Samedi 10 décembre

Une phrase m’a plu dans le  discours de candidature à la présidence de la République. de Manuel Valls: Rien n’est écrit. Est-il pour autant l’homme qui empêchera la fille Le Pen de se hisser au second tour, c’est à voir. Il parait que Benoit Hamon n’était pas mal jeudi soir pendant deux heures sur la 2. Mais Valls a un avantage certain, celui d’incarner naturellement de l’autorité, et c’est ce que les Français -et pas seulement les Français- demandent aujourd’hui. Taubira inspire la sympathie certes, mais c’est l’adversaire rêvée des chantres de l’identité rance. Macron sonne creux. Et Melanchon ?  Grande gueule, il fera un tabac dans les débats, comme Marchais naguère, mais les résultats suivront-ils?, pas sûr du tout. On parle aussi d’une possible candidature de Vincent Peillon, que j’ai croisé il y a une dizaine d’années. Il ne m’avait pas fait forte impression.

Malgré ses reniements, je ne me fais pas à l’idée de voir la gauche française balayée.  Je n’applaudis pas à la politique du pire, celle qui fait Zizeck se délecter de la victoire de Trump, comme naguère Sloterdijk de celle de Bush Jr.

En Belgique, l’écoeurante campagne de la NVA contre les demandeurs d’asile soulève, Dieu merci, des protestations jusque dans les rangs libéraux. Et Manuela Caselli, présidente de l’Association syndicale  de la magistrature, a dénoncé les mesures du Secrétaire d’Etat à la migration comme des atteintes caractérisées à l’état de droit. Ce ne seront pas les dernières. Son acolyte Jambon, ministre de l’Intérieur, atteint des sommets dans les sondages de popularité. Pensez donc: il déboulonne même la merveilleuse Maggy De Block!

 

 

 

4 réflexions au sujet de « Samedi 10 décembre »

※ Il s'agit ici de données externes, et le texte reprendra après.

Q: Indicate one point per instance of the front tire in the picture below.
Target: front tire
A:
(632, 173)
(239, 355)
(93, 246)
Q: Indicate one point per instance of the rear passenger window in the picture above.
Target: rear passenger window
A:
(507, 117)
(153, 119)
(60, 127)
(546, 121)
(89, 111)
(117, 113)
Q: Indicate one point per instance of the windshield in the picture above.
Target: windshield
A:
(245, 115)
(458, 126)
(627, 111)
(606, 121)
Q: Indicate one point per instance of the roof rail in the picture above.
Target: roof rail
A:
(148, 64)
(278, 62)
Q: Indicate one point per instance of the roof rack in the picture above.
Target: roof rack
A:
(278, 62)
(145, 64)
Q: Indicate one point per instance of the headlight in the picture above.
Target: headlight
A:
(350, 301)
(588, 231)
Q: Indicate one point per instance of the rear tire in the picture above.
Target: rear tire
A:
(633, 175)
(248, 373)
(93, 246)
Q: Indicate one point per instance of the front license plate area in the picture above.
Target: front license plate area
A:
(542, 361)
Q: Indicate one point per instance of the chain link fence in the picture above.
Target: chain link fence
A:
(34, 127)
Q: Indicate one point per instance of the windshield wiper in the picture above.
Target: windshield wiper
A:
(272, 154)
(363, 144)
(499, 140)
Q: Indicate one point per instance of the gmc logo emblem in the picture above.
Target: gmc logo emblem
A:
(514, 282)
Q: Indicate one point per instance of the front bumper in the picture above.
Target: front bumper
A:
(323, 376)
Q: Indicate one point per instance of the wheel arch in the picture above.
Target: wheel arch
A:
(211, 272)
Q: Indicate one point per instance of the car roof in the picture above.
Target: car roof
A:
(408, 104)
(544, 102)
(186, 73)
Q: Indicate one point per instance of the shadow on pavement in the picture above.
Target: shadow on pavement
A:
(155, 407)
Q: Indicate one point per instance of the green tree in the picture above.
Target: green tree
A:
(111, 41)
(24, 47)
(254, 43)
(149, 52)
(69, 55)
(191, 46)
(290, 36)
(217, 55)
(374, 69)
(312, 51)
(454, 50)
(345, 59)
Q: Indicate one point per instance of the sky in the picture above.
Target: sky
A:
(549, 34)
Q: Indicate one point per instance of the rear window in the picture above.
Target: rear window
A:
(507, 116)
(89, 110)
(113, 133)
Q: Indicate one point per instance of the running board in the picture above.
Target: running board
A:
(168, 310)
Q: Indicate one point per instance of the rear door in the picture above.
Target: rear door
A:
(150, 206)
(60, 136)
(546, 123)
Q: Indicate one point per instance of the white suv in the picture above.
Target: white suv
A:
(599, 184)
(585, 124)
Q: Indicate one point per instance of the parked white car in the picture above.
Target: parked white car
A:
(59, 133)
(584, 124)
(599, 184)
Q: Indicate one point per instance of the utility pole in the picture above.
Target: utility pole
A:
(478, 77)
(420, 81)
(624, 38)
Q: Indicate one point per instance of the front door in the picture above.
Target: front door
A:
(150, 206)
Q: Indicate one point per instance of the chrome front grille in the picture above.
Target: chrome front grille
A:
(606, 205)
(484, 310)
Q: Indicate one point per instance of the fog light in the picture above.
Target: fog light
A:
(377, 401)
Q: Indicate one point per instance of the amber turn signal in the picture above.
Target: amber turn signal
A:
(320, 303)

  1. D’accord avec l’analyse des candidatures françaises. J’ai vu Hamon qui était en effet très bien. Montebourg infatué antipathique pas crédible à mes yeux. Melenchon serait bien mais je n’ai pas toute confiance dans ses positions à l’international, pas très claires a mon sens. . … A suivre! Amitiés.

  2. valls est un sale type. et vous, vous avez la faiblesse de reprendre des termes de son discours qui vous ont plu parce que vous auriez pu avoir quelque chose à en dire comme analyste, ça rentre dans votre discours. donc, il vous faut le relever, vous vous précipitez, vous relevez, rien de plus, rien de bien méchant, vous le relevez par le bout qu’il est dans votre mesure d’attraper, vous donnez votre bon point à valls. après, ça, tout de même, vous y allez de votre tartine. vous allongez de vos salades. rien n’est écrit, donc vous pouvez y aller. c’est au départ de petites choses comme ça que se forme une opinion politique, je suppose. je n’ai rien contre les opinions, la salade, c’est léger. d’avoir tout un système politique bâti là-dessus, c’est plus effrayant, au moins dans les circonstances actuelles, où il n’y a plus que qui passe, la salade. pour ma part, vous auriez pu vous passer d’exprimer cette opinion-là. même si elle confirme pour moi la raison pour laquelle vous n’avez pas aimé l’exposition soulèvements de jacques rancière. simplement, vous n’aimez pas la révolution. si peu, qu’elle vous rende malade. et que vous ne puissiez même pas y apercevoir des pièces, des œuvres, devant lesquelles, en d’autres circonstances vous vous seriez agenouillé. c’est que vous tenez beaucoup trop à votre confort et êtes enfoncé dans la culture comme dans un bon gros et grand fauteuil mou et qui s’est fait à vos formes.